Español Português
AGORA

Bate-boca e pedido de vista travam sessão do STF sobre Moraes

Plenário analisa validade de apuração ordenada por André Mendonça com dados da Polícia Federal sobre mensagens ligadas a Moraes.

O ministro Flávio Dino durante a sessão do STF que debate o caso Banco Master. Foto: Alejandro Zambrana/STF.

Brasília, DF – Uma sessão extraordinária no plenário do Supremo Tribunal Federal (STF) foi suspensa nesta terça-feira (15) após bate-boca entre os ministros André Mendonça e Gilmar Mendes. A discussão ocorreu durante o julgamento que definirá se as apurações envolvendo Alexandre de Moraes e André Mendonça tramitarão de forma simultânea ou separada. Diante do atrito, o ministro Flávio Dino pediu vista do processo.
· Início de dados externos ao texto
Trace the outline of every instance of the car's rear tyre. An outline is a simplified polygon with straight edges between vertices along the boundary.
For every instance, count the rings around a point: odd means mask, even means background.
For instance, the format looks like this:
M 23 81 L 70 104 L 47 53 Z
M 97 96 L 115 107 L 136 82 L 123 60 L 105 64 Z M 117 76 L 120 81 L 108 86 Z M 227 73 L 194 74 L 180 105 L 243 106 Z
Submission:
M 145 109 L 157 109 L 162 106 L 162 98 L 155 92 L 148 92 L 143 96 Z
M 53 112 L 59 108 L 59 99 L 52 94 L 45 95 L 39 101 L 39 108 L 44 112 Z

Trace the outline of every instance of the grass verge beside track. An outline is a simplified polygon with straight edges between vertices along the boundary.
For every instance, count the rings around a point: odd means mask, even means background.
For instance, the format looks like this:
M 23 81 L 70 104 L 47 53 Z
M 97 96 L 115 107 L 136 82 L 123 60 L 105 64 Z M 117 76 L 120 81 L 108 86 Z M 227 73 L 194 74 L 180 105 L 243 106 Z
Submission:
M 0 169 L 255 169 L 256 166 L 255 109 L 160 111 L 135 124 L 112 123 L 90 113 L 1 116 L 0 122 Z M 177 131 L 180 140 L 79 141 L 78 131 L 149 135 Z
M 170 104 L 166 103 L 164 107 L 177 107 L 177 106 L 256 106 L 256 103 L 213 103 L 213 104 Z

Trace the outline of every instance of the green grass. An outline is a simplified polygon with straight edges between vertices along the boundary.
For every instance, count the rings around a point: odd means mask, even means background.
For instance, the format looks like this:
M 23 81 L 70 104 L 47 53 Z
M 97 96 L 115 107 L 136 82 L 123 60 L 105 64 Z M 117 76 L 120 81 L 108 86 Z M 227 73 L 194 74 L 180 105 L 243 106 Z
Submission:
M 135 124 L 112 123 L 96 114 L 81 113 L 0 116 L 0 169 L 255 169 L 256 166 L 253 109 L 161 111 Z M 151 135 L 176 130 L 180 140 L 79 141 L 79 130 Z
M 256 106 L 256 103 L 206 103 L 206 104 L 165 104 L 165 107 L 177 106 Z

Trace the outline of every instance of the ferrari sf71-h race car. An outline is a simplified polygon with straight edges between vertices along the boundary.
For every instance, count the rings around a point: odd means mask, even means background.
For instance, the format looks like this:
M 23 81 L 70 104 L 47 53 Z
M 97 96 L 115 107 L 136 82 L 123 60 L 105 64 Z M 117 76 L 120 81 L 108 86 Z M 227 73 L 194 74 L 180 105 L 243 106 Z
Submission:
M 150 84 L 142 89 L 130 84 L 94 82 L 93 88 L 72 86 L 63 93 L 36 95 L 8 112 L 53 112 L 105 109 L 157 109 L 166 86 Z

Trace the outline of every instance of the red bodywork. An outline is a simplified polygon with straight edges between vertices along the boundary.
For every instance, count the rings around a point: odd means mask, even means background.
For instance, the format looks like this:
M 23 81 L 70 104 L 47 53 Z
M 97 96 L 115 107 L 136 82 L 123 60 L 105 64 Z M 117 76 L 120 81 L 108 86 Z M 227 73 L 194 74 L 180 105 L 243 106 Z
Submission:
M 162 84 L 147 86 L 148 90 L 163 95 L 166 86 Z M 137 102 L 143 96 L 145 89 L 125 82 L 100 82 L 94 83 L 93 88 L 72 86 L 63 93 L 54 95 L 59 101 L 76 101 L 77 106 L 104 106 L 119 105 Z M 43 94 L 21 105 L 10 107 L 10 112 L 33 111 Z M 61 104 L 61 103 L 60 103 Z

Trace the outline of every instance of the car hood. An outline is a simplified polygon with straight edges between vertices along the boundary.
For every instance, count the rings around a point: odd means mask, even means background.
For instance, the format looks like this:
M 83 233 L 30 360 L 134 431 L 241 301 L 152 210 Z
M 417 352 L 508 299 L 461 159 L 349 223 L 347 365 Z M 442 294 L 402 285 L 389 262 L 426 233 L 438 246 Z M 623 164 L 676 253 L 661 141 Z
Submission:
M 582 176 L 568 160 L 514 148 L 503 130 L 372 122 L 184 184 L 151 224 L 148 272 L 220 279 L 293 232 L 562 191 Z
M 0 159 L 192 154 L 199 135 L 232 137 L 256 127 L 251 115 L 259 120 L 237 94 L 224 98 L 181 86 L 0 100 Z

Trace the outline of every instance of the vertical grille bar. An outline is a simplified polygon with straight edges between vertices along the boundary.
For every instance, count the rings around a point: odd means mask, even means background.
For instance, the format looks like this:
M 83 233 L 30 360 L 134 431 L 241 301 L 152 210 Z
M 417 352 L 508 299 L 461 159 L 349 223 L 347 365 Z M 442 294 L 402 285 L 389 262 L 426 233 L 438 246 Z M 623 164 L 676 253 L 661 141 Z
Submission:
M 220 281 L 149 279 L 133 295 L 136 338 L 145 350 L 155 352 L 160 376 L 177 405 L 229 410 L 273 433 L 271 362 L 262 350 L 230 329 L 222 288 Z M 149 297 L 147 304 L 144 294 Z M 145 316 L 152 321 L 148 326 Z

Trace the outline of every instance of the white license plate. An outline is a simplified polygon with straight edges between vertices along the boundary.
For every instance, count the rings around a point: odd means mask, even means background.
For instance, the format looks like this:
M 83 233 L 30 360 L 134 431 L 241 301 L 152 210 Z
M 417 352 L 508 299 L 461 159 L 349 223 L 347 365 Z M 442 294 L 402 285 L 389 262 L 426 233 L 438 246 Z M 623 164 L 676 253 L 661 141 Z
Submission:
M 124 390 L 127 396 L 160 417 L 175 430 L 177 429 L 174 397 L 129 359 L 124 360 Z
Mesmo com o pedido de vista, os ministros Luiz Fux e Cármen Lúcia adiantaram seus votos. O placar provisório marca 4 a 3 a favor da separação dos casos. Votaram pela tramitação separada o presidente da Corte, Edson Fachin, além de Fux, Cármen Lúcia e Mendonça. Posicionaram-se pelo julgamento conjunto os ministros Cristiano Zanin, Alexandre de Moraes e Gilmar Mendes. Embora tenha defendido que os processos corram juntos, Dino solicitou que sua posição não entrasse na contagem até a devolução dos autos. Fachin encerrou os trabalhos sem marcar data para a retomada.

A discussão gira em torno do desfecho de um relatório da Polícia Federal no âmbito da Operação Compliance Zero, que cita diálogos atribuídos ao ex-banqueiro Daniel Vorcaro, antigo dono do Banco Master, direcionados a Alexandre de Moraes. O sigilo do documento foi derrubado por Mendonça em 1º de setembro, fato que deflagrou troca direta de acusações e pedidos de apuração entre integrantes da cúpula do Judiciário.

A Procuradoria-Geral da República (PGR) pediu a Fachin a anulação do relatório da PF, sob a alegação de que Mendonça deixou a investigação avançar sobre outro ministro do Supremo sem alertar a presidência da Corte ou o plenário. O órgão sustenta que houve possível direcionamento. O nome do procurador-geral da República, Paulo Gonet, também é citado nas mensagens anexadas ao material.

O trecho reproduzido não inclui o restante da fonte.